Sunday, 22nd June 2014, heralded a victorious day for African wildlife conservation.
The Okavango Delta in Botswana was declared a World Heritage Site! The announcement from the World Heritage Committee in Doha was the culmination of years of groundwork, research and lobbying by various stakeholders in Botswana, ranging from community leaders, NGO’s, scientists and safari operators. A top level government delegation announced the amazing news, and ATG lauds Botswana’s brave and visionary outlook as a shining light on our continents conservation calendar.
The net result is that the Okavango Delta has now received serious protection status. Well known as Africa’s wildest and last remaining wetland wilderness, the Okavango is the jewel of Botswana’s wildlife crown. Depending on the amount of annual flooding, the delta encompasses between 15 and 20 000 square kilometres of pristine wilderness, of rivers, floodplains and waterways adorned with islands of unimaginable beauty. The ecological integrity of the Okavango is staggering, and contains highly specialised wetland habitat for numerous rare and endangered animals and birds. And as a pivotal drawcard within Botswana’s multi-million dollar community based ecotourism revenue stream, the true worth of the Okavango is actually immeasurable.

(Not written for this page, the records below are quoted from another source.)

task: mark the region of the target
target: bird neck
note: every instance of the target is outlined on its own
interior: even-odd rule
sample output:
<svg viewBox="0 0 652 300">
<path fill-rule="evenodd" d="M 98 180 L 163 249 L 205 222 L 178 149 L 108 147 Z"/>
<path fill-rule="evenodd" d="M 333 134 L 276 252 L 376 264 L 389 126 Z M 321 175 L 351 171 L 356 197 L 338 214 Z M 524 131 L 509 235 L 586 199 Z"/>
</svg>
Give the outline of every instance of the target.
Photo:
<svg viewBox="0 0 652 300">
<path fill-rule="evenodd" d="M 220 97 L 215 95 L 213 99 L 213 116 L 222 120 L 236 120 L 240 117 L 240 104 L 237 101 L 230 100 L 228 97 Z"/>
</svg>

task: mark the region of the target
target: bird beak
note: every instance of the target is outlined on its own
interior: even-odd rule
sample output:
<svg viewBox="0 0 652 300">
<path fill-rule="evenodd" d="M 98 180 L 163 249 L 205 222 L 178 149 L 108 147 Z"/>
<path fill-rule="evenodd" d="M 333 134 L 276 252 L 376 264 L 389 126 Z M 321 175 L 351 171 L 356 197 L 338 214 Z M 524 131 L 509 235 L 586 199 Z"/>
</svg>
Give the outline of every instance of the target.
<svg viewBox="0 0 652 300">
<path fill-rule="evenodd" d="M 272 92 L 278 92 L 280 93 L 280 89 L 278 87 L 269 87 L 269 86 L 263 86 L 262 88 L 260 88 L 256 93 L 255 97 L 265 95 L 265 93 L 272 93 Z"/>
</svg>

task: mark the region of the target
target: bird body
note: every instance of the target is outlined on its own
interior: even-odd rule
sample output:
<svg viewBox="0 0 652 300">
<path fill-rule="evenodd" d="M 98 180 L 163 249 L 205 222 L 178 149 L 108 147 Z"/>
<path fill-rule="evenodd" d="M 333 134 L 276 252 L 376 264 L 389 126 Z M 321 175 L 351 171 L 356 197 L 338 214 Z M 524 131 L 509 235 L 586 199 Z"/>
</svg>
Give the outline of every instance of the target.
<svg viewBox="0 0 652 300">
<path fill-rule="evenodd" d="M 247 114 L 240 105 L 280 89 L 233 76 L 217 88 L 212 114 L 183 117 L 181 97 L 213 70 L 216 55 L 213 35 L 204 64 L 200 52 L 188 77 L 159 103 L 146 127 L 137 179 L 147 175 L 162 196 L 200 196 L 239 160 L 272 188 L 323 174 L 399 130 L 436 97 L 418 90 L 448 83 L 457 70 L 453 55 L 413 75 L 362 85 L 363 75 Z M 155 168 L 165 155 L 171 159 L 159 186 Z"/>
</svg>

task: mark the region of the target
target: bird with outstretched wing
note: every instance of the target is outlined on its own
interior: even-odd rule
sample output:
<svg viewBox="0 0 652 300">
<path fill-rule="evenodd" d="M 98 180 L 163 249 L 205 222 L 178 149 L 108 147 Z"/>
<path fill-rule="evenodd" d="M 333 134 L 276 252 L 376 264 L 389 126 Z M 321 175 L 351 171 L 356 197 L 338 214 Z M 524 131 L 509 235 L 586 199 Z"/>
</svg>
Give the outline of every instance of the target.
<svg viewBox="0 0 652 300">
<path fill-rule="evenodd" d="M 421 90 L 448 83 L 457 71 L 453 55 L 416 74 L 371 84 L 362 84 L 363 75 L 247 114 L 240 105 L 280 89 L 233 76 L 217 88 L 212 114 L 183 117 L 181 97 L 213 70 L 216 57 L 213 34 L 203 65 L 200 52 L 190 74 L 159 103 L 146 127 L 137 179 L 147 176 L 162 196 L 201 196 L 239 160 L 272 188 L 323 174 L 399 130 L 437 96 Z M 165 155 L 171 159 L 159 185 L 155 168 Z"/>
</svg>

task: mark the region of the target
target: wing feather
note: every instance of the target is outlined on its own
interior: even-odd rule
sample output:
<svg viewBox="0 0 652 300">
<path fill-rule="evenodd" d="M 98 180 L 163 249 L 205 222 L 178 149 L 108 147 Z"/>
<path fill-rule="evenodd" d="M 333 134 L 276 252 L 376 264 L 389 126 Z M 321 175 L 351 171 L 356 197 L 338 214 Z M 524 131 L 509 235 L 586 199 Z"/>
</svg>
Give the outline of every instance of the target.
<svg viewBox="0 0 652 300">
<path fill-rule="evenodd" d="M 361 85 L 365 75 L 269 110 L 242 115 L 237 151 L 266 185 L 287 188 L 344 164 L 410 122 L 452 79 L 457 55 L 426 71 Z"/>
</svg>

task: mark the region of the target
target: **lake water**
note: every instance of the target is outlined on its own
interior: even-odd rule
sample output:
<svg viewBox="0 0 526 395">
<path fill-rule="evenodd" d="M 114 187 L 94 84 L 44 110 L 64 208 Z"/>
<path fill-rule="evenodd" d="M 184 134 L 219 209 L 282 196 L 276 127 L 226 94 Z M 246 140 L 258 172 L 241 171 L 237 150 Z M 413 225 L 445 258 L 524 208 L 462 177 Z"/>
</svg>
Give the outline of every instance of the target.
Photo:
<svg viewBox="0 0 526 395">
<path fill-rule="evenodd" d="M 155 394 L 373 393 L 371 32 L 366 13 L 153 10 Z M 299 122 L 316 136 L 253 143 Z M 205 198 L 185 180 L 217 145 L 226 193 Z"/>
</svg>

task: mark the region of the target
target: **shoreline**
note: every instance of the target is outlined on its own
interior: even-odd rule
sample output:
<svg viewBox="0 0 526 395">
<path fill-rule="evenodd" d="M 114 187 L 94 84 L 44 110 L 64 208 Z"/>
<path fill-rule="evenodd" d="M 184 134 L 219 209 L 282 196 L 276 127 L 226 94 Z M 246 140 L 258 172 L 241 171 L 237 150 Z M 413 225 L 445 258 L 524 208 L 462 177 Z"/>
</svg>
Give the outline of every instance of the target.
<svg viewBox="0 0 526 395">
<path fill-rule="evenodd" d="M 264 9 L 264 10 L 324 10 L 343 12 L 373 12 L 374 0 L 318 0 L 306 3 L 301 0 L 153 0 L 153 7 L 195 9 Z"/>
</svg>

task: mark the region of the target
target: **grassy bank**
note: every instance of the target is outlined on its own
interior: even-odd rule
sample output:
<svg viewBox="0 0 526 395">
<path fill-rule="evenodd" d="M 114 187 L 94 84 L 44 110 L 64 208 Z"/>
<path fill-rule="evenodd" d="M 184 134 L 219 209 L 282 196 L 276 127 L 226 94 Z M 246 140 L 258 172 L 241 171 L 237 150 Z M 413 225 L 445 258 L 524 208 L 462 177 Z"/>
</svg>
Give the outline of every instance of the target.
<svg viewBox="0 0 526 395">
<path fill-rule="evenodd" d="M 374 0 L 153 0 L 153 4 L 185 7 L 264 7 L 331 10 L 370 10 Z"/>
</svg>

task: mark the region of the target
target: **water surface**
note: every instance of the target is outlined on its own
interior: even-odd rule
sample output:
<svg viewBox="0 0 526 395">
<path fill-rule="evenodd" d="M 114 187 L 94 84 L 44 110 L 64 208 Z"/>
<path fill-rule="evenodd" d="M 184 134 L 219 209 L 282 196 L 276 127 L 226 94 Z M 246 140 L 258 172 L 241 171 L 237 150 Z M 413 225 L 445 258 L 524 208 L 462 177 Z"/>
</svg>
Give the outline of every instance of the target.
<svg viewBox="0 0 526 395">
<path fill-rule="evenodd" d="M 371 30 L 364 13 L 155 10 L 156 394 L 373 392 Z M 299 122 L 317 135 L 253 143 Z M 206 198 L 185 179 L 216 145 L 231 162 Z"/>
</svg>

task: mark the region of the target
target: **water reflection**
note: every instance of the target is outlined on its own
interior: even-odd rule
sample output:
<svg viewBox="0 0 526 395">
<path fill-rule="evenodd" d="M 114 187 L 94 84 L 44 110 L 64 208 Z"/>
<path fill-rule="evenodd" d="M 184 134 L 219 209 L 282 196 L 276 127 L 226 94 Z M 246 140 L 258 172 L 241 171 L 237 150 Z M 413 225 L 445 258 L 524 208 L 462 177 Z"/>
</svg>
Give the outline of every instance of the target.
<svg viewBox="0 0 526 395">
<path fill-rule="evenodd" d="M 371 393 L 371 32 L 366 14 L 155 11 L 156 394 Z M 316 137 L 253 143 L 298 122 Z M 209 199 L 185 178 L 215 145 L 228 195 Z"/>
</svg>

There is, however, still some way to go. Two other countries can claim sovereignty over the water in some way. The Okavango system in its entirety consists of the vast catchment zone in Angola, the meandering main channel through the Caprivi Strip of Namibia, emptying into the delta. Therefore to safeguard the complete system, and ultimately the Okavango Delta itself, these countries need to follow the lead. And within a potential political minefield, what makes Botswana’s stand so valuable is this; a statement has been made, offering a challenge, an example, sound leadership, and perhaps most importantly, hope.